E Daniels, quando voltou a Londres (eu não lembro se ele já estava na Ilha de Man nessa época), pensou: de fato, é impossível colocar o escapamento neste troço. Até que ele teve um sonho, no mesmo dia, e pensou que se passasse o pinhão que impulsionava a roda de escape coaxial para algo "ao lado" (uma engrenagem a mais), o troço ficaria plano o suficiente para caber no movimento Patek.

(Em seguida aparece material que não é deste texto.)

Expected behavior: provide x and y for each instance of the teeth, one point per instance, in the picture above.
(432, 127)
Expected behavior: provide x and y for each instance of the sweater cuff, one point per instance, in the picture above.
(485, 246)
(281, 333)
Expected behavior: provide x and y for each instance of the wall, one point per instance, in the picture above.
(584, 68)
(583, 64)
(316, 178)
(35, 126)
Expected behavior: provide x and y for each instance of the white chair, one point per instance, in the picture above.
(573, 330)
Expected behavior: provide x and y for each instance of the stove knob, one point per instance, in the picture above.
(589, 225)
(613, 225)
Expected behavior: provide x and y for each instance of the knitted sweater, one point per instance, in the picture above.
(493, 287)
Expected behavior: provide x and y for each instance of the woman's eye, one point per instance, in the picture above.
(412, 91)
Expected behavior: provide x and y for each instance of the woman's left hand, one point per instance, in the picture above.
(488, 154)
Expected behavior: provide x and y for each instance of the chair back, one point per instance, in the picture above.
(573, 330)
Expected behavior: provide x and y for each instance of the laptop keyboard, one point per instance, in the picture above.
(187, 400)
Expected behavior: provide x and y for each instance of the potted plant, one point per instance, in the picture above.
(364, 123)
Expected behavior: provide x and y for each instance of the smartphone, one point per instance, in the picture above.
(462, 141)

Fato é, no entanto, que Daniels já vinha trabalhando no máximo da tolerância dos seus tornos e não teria condição de fazer a tal roda "pinhão" (que, aliás, se tornou padrão nos primeiros coaxiais da Omega). No seu livro ele diz, então, que contatou Derek Pratt, que lhe emprestou um torno mais pica (a oficina de Pratt era mais bem equipada do que a de Daniels. Mais sobre isso outro dia...) e ele pode fazer a peça.
Essa história é uma meia verdade de Daniels, que só descobri este ano, ao ler um livro sobre Pratt.

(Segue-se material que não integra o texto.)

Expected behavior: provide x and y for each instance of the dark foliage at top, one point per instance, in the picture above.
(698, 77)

Na verdade Pratt, que teve sua formação como relojoeiro da Inglaterra, mudou-se para a Suíça nos anos 60 para projetar relógios para caixas preta de aviões. E sua área de especialização era a produção de componentes através de algo novo na época (e até hoje!), a eletro-erosão. Neste tipo de fabricação não se usam tornos, mas descargas elétricas através de um eletrodo, que fabricam os componentes. Não vou explicar como é, mas é algo que garante muito mais precisão na fabricação de componentes do que prensas, tornos, etc.

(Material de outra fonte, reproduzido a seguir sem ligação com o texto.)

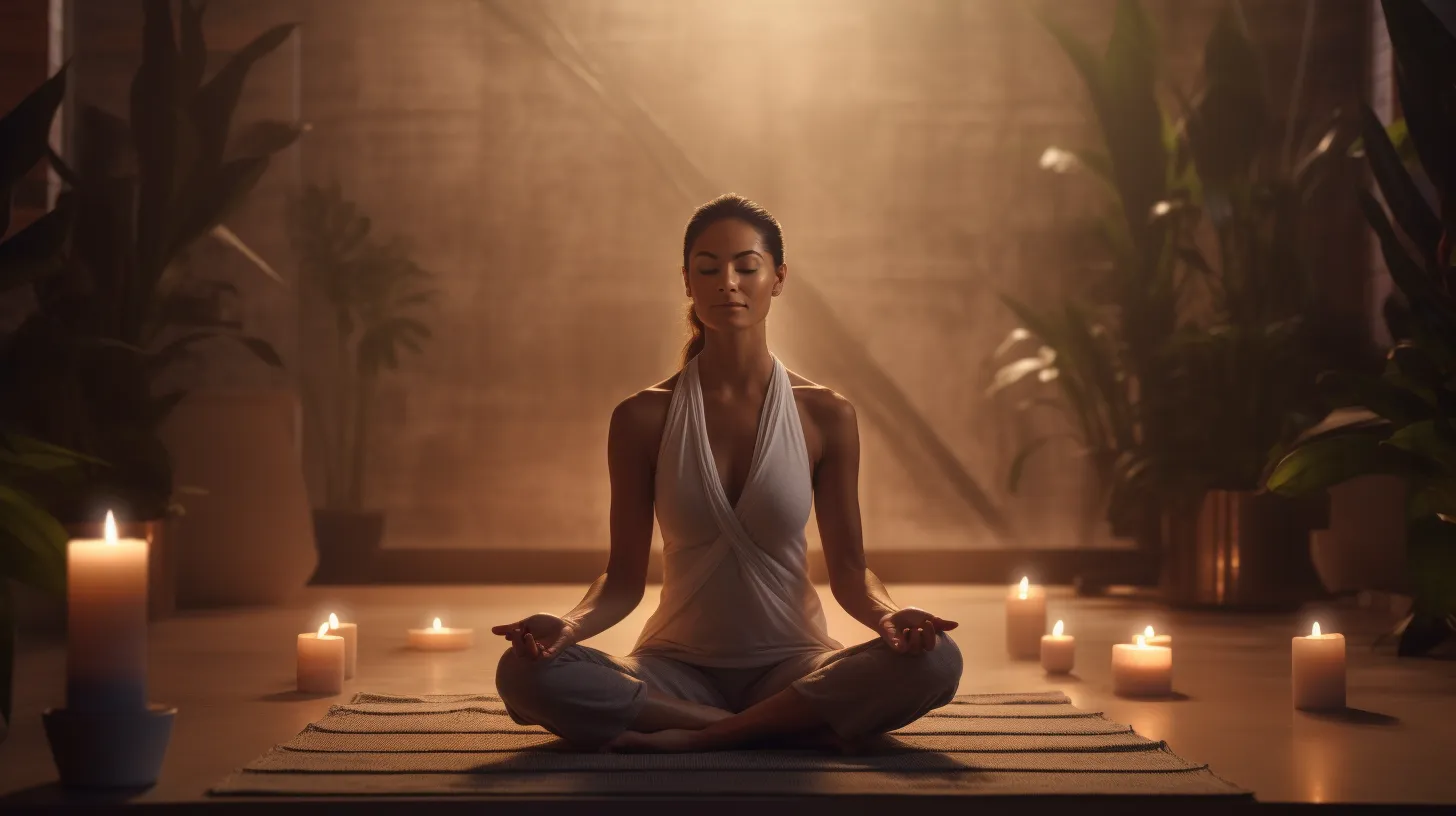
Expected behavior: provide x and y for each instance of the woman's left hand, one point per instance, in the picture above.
(912, 630)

Daniels não sabia (nunca soube...) operar isso. Aliás, que eu saiba Pratt é o único independente que usava eletro erosão na sua oficina, e estamos falando de coisas do final dos anos 70! A indústria suíça só começou a usar eletro erosão nos anos 90 e mesmo assim, só as grandes marcas. Pratt estava pelo menos uns 20 anos à frente de todo mundo no quesito fabricação de peças de relojoaria. E vejam: estamos falando de alguém que tinha todo domínio de técnicas tradicionais, ao ponto de dizer que a ferramenta mais importante do relojoeiro é a serra de joalheiro. Mas enfim... A verdade verdadeira, descobri só este ano, é que PRATT FABRICOU ELE PRÓPRIO, ATRAVÉS DE ELETRO EROSÃO, a roda pinhão do escapamento coaxial que foi instalada no Patek.
Provavelmente Daniels deve ter elaborado, depois, um meio de fazer isso em torno. Mas na época da Patek e a pressa (ele apresentou o relógio Patek à marca, com escapamento instalado, apenas 2 semanas depois de visitar a fábrica) em apresentar algo crível para eles, Daniels buscou ajuda... E mesmo na sua biografia, apesar de citar Pratt e ser seu amigo, não lhe deu os devidos créditos.
No livro li de Pratt, há menção no sentido de Pratt ter ficado ressabiado com Daniels por não ter recebido o devido crédito por isso.